A Margit Anna Retrospective — Jewish Renaissance
Role-playing self-portraits were central to Anna’s early work and would remain so throughout her career. They were a means through which to transcend her marginalisation. Between 1940 and 1944, Ámos was pressed into forced labour service, also known as “annihilation through work”. With the Nazi occupation of Hungary in March 1944, Anna went into hiding, narrowly escaping deportation to Auschwitz, but her beloved Ámos never returned from the eternal night of the German Ohrdruf concentration camp.

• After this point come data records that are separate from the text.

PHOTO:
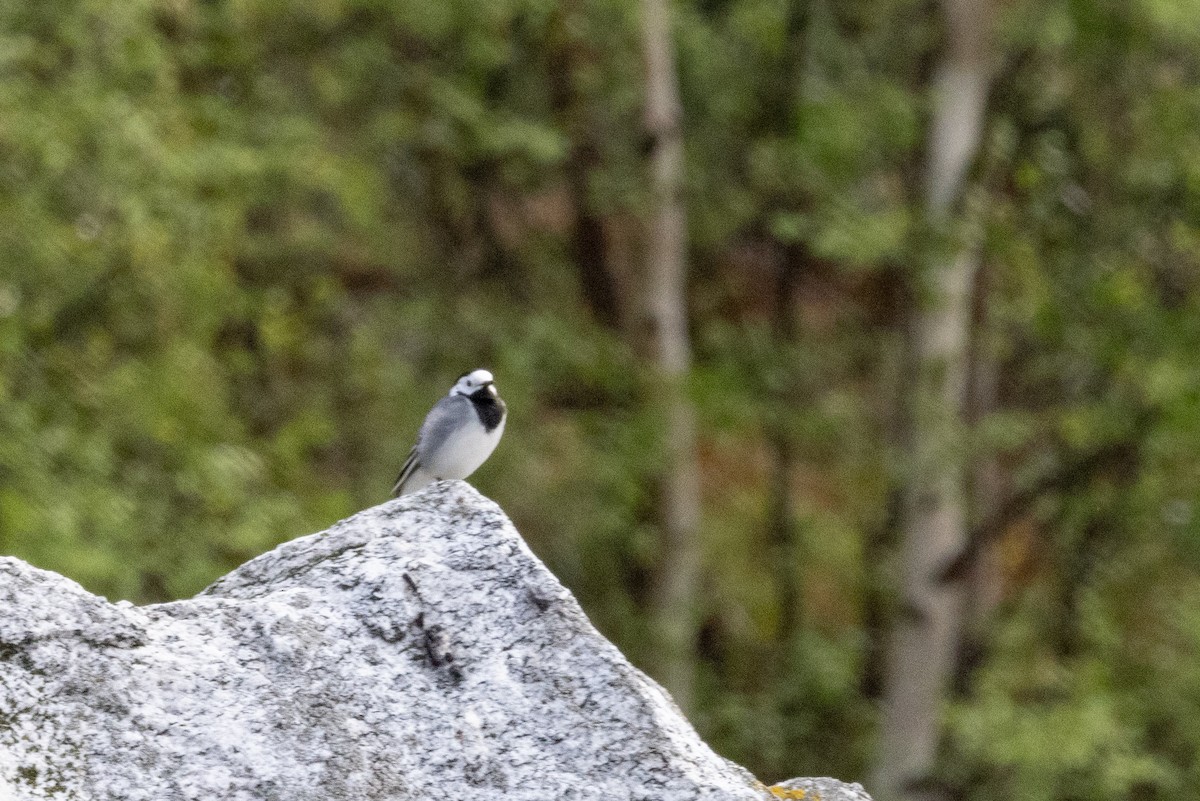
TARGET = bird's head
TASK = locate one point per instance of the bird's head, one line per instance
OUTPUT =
(474, 381)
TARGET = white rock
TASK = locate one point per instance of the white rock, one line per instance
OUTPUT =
(417, 650)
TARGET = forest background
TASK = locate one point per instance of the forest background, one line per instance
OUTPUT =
(851, 348)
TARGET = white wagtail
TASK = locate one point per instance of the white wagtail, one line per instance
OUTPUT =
(457, 435)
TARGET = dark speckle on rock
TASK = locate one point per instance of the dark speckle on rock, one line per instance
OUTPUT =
(405, 654)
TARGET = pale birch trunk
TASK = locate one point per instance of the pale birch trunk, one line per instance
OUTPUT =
(675, 614)
(925, 636)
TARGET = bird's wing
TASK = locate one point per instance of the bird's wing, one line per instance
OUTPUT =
(411, 464)
(444, 417)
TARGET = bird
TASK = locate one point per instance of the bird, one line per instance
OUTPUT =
(457, 435)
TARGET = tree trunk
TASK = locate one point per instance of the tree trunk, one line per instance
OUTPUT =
(673, 613)
(924, 637)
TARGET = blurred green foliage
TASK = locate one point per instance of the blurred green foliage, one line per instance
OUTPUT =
(246, 244)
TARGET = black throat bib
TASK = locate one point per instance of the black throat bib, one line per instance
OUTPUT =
(489, 408)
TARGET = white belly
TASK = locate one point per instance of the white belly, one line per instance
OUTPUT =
(463, 452)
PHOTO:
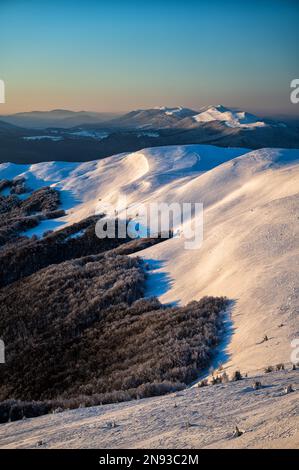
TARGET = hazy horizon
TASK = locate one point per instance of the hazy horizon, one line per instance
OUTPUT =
(127, 55)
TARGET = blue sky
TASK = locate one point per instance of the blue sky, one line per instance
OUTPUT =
(121, 55)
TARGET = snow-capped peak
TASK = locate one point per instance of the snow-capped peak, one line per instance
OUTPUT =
(229, 117)
(177, 111)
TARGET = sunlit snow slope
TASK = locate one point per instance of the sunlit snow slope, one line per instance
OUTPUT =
(250, 246)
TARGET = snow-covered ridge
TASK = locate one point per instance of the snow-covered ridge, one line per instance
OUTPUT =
(230, 118)
(173, 111)
(250, 246)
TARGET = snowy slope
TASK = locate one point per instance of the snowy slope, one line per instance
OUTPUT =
(239, 119)
(250, 246)
(268, 418)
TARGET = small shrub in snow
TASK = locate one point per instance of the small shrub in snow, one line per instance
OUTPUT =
(236, 376)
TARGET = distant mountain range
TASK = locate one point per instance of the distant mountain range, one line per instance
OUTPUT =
(81, 136)
(57, 118)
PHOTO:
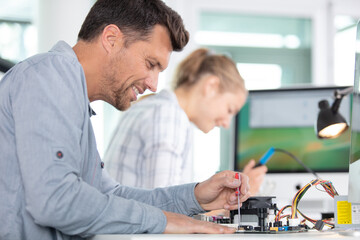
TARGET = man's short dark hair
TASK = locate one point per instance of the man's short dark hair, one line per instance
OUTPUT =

In 1945, 80 percent of Budapest had been bombed and all seven bridges connecting Buda and Pest obliterated. In this dire setting, a group of survivor artists, among them Anna, banded together to form the European School, which was founded on the post-war promise of a unified, democratic Europe that would bring deliverance from persecution and censorship. Archetypal motifs featured strongly in Anna’s art of this period. Stylised, simplified, often genderless heads, with mask-like sombre expressions, darkly outlined in bold Expressionist hues. In 1947 came the hostile Communist takeover and, in 1948, the School was permanently shut down. Anna, along with all artists who refused to toe the Socialist Realism line were blacklisted and banned from participating in public artistic life for the next two decades.